• Election présidentielle au Mexique: illusions réformistes et recomposition de l'hégémonie bourgeoise (déclaration du PC du Mexique)

    Election présidentielle au Mexique: illusions réformistes et recomposition de l'hégémonie bourgeoise

    Les résultats des élections fédérales mexicaines ont suscité l’émotion et ont agité partout les restes de la vieille social-démocratie internationale et des progressistes divers et variés. La « gauche » salue la lumière d’espoir qui se serait allumée suite à la victoire d’Andrés Manuel López Obrador (AMLO), nouveau président mexicain. Son succès a réveillé un vieux fantasme, celui de la révolution de palais, une révolution sans violence et sans bouleversement des rapports sociaux-économiques, un « changement » qui passerait par les élections, par le respect des institutions libérales-démocrates et par un compromis possible entre les exploiteurs et les exploités. Ce qui plaît d’AMLO à la « gauche », c’est qu’il incarne parfaitement ce révolutionnaire de palais : il ne combat pas le système politique et économique en soi, mais seulement ses excès (notamment la corruption) ; il ne s’attaque pas à la domination des monopoles capitalistes, il veut seulement offrir quelques pansements pour que les pauvres se sentent un peu moins pauvres ; il ne divise pas la société mexicaine par l’introduction d’un discours et d’un programme de classe, mais au contraire il veut pacifier cette société justement en étouffant la lutte des classes à travers un discours de compromis construit autour de « l’unité nationale ».

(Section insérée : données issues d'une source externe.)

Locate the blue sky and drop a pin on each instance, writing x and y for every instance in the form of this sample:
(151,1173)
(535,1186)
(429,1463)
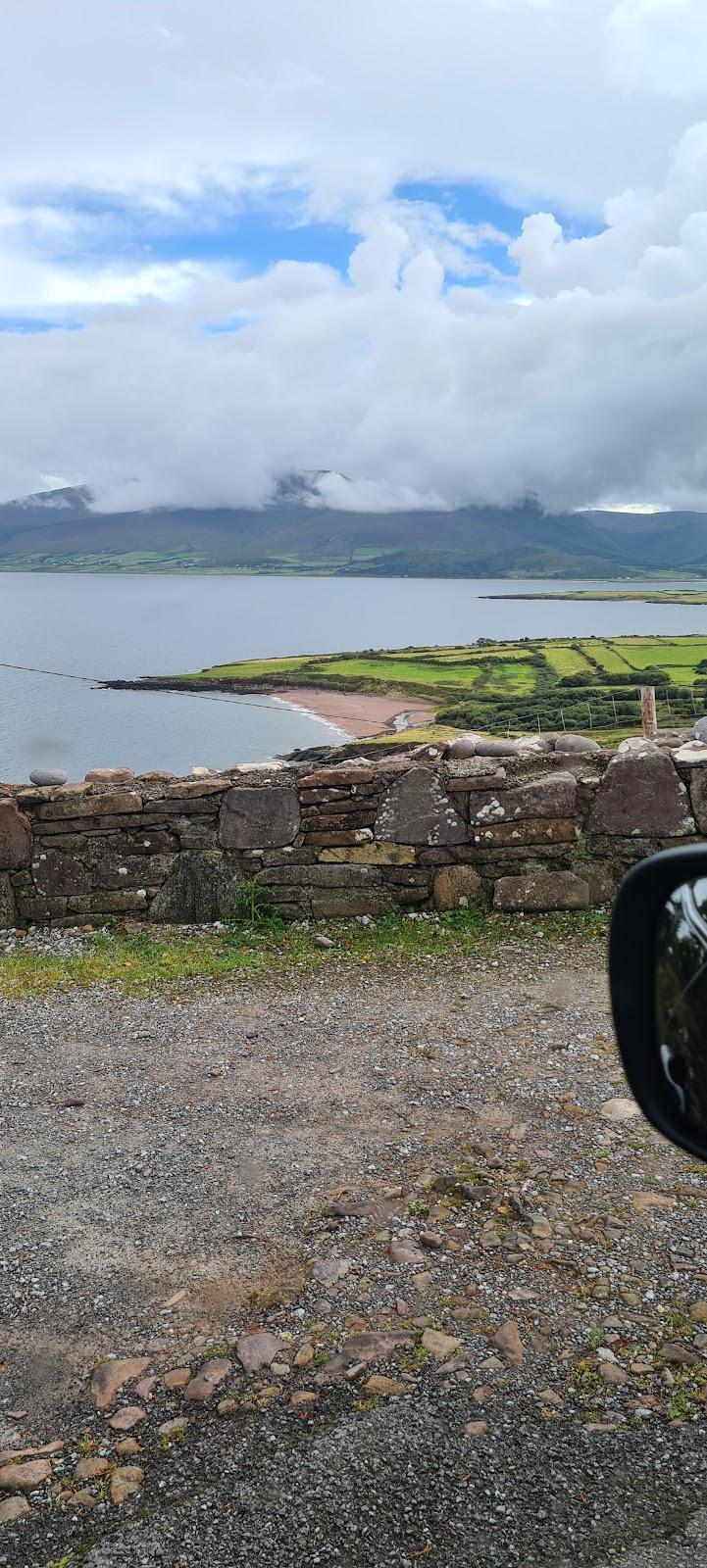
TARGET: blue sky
(453,250)
(249,232)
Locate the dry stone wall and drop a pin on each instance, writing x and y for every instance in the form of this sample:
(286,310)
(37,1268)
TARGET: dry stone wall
(416,831)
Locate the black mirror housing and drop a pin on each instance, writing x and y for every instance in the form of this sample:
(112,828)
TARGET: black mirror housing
(648,896)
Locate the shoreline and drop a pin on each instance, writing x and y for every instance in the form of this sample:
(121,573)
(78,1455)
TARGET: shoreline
(355,712)
(356,715)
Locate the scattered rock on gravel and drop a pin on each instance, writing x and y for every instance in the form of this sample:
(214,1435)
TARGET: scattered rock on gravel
(112,1376)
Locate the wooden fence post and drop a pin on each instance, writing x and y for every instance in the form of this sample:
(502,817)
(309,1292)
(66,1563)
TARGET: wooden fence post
(649,723)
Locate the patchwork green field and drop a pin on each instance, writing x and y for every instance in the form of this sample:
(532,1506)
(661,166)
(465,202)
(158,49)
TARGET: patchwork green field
(507,687)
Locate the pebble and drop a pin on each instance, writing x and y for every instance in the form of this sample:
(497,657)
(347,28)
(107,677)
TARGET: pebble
(173,1429)
(177,1377)
(257,1350)
(13,1509)
(91,1468)
(439,1346)
(127,1418)
(204,1384)
(508,1341)
(112,1376)
(24,1476)
(125,1482)
(42,776)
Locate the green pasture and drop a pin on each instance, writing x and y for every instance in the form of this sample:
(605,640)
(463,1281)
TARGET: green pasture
(508,687)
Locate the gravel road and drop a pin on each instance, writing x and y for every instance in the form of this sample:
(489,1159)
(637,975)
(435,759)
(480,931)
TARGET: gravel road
(479,1280)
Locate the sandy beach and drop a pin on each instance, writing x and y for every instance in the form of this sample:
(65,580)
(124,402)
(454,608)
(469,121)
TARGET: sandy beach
(359,713)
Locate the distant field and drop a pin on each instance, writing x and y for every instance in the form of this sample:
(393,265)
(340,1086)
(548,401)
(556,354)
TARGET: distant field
(636,596)
(508,687)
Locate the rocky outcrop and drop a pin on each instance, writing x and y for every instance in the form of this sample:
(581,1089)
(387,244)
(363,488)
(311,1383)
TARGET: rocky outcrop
(416,809)
(641,794)
(510,827)
(259,817)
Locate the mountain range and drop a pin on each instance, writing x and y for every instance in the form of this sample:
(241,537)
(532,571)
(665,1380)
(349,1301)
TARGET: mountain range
(66,530)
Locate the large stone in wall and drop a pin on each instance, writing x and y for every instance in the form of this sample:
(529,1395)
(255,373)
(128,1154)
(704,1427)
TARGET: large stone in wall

    Pendant que les sociaux-démocrates s’agitent et rêvent d’un Mexique rose, pour les communistes il en va tout autrement quant à l’analyse du phénomène AMLO. La réalité de classe de sa victoire est sans appel : elle offre à la bourgeoisie mexicaine une sortie de secours de la crise sans précédent qu’elle-même a générée. AMLO offre la rédemption : la possibilité de continuer à exploiter sans la moindre remise en cause de la domination de classe ; la bourgeoisie n’aura qu’à accepter quelques mesures sociales négligeables, à accepter que tombent quelques têtes « trop » corrompues, et à profiter de la parenthèse AMLO pour se recomposer en tant que classe.

    Le commandement de l’Armée Zapatiste de Libération Nationale (EZLN) avait prévenu déjà depuis le mois d’avril : l’hydre capitaliste ne permettrait pas un triomphe véritable d’AMLO, la mise en place d’un gouvernement de type nouveau, le maintien des promesses les plus avancées en faveur des classes populaires. L’EZLN a maintenant confirmé son constat à la suite des résultats électoraux : « Les contremaîtres, les intendants et les caporaux peuvent changer, mais l'agriculteur reste toujours le même ». Avec AMLO il n’y aura donc pas de changement dans les rapports de classe, mais seulement de la désillusion.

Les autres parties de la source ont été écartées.